The goal for any business in advertising is to either win new customers or to remind familiar customers that the store is a good place to shop or the restaurant is a fine place to eat.
For advertising to work, the ad must be seen by many people multiple times. Marketers call this effect "reach and frequency."
As a business owner, one of the first goals of your ad spending budget needs to be, then, "Can the Web site I'm thinking about buying an ad on help me reach many people multiple times?"
In helping to answer that question, there are two basic questions:
- Will my ad appear every time a person visits the site?
- Is the ad placed adjacent, or close to the news stories people are actually reading?

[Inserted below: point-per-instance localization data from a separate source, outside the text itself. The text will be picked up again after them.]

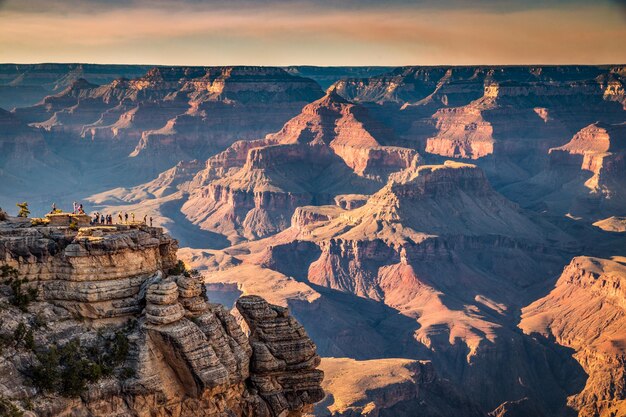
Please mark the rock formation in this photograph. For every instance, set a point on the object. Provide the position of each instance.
(252, 189)
(380, 387)
(430, 245)
(586, 312)
(585, 176)
(507, 116)
(177, 354)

The first question goes directly to reach and frequency. It's common on many media Web sites, particular those run by newspaper publishers, to put ads in rotation with other businesses. What this means is if you're Acme Hardware, up to three -- and maybe eight -- other businesses are sharing the same ad space -- maybe at the top of the page. These ads are served randomly, but at best, if you're the owner of Acme Hardware, your ad is going to be seen by only one-in-eight or, if fewer ads are sold, one-in-four, visitors to the site will see your ad.
If your ad on the site had "reach," every visitor to the site would see your ad, and many people who see your ad once won't ever see it again, meaning that you've also lost valuable "frequency."

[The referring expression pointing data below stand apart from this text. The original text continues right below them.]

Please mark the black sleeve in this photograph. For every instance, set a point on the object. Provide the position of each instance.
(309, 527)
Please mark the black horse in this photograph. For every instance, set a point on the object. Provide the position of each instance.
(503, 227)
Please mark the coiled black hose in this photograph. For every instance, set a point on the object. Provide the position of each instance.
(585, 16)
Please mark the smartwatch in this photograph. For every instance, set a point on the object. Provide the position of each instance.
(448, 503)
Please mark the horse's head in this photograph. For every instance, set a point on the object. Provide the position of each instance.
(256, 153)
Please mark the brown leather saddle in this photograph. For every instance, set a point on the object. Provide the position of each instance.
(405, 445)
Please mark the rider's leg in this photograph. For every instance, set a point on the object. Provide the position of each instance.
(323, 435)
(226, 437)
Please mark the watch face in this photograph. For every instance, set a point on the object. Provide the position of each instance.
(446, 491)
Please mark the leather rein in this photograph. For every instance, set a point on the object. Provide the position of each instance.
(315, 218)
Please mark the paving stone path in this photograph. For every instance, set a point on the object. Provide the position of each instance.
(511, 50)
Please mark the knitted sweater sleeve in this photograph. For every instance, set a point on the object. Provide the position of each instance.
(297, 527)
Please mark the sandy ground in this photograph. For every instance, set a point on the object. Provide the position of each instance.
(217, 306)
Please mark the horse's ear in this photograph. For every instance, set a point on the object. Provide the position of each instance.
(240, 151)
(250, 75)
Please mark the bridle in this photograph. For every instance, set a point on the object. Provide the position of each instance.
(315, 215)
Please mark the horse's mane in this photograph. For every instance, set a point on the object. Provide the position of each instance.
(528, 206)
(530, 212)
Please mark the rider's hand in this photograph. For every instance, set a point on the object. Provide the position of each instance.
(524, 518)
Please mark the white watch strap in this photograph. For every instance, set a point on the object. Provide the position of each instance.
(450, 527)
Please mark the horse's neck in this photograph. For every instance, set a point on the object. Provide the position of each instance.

In other words, no matter what price you're paying for your rotation-based ad, you're wasting dollars because you're getting neither reach nor frequency.

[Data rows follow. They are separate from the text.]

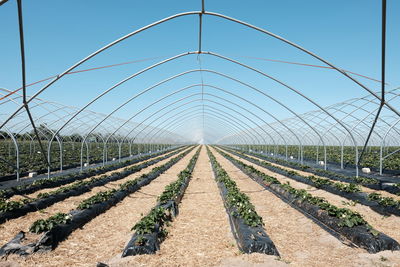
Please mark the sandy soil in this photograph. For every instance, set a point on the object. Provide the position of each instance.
(107, 234)
(363, 188)
(300, 241)
(388, 225)
(10, 228)
(46, 190)
(201, 234)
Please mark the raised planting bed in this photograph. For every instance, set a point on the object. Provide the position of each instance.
(246, 224)
(69, 178)
(45, 234)
(342, 221)
(151, 230)
(14, 209)
(378, 203)
(369, 182)
(365, 181)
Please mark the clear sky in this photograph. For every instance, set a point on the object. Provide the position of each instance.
(59, 33)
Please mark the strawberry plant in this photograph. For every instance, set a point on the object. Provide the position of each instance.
(42, 225)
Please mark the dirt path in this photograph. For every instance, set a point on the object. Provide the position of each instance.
(46, 190)
(388, 225)
(107, 234)
(363, 188)
(10, 228)
(299, 240)
(200, 235)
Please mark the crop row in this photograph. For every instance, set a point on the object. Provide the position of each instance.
(365, 181)
(371, 157)
(14, 209)
(49, 232)
(377, 202)
(68, 178)
(151, 230)
(346, 222)
(246, 224)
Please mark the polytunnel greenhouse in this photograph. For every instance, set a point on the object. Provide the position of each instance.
(199, 133)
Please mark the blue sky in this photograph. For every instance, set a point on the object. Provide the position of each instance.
(59, 33)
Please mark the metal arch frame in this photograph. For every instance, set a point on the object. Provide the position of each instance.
(168, 79)
(218, 73)
(381, 148)
(179, 121)
(156, 127)
(221, 16)
(234, 128)
(196, 115)
(157, 84)
(227, 116)
(232, 117)
(6, 130)
(237, 126)
(200, 13)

Worse, sites that use rotation ads often try to compensate for their lack of reach and frequency by overselling the value of bigger ads at the top of the page, or completely misrepresent the value of ads that are not adjacent to the stories people are actually reading.
Big ads at the top of web pages, well separated from the information people are seeking when they visit a news Web site in the first place, are easy to ignore. And ads that appear only on pages containing headlines, typical of many news Web sites, are often missed by readers because such a navigation set up forces users to concentrate heavily on find a story worth reading.
The best online advertising sites give businesses the opportunity to have their ads seen, potentially, by every site visitor, and display content in such a way that ads are always adjacent to stories that readers can find easily.
We recommend to business owners that they insist on banner ads in non-shared spaces that is adjacent to stories that are easily accessible to the audience the advertiser intends to attract.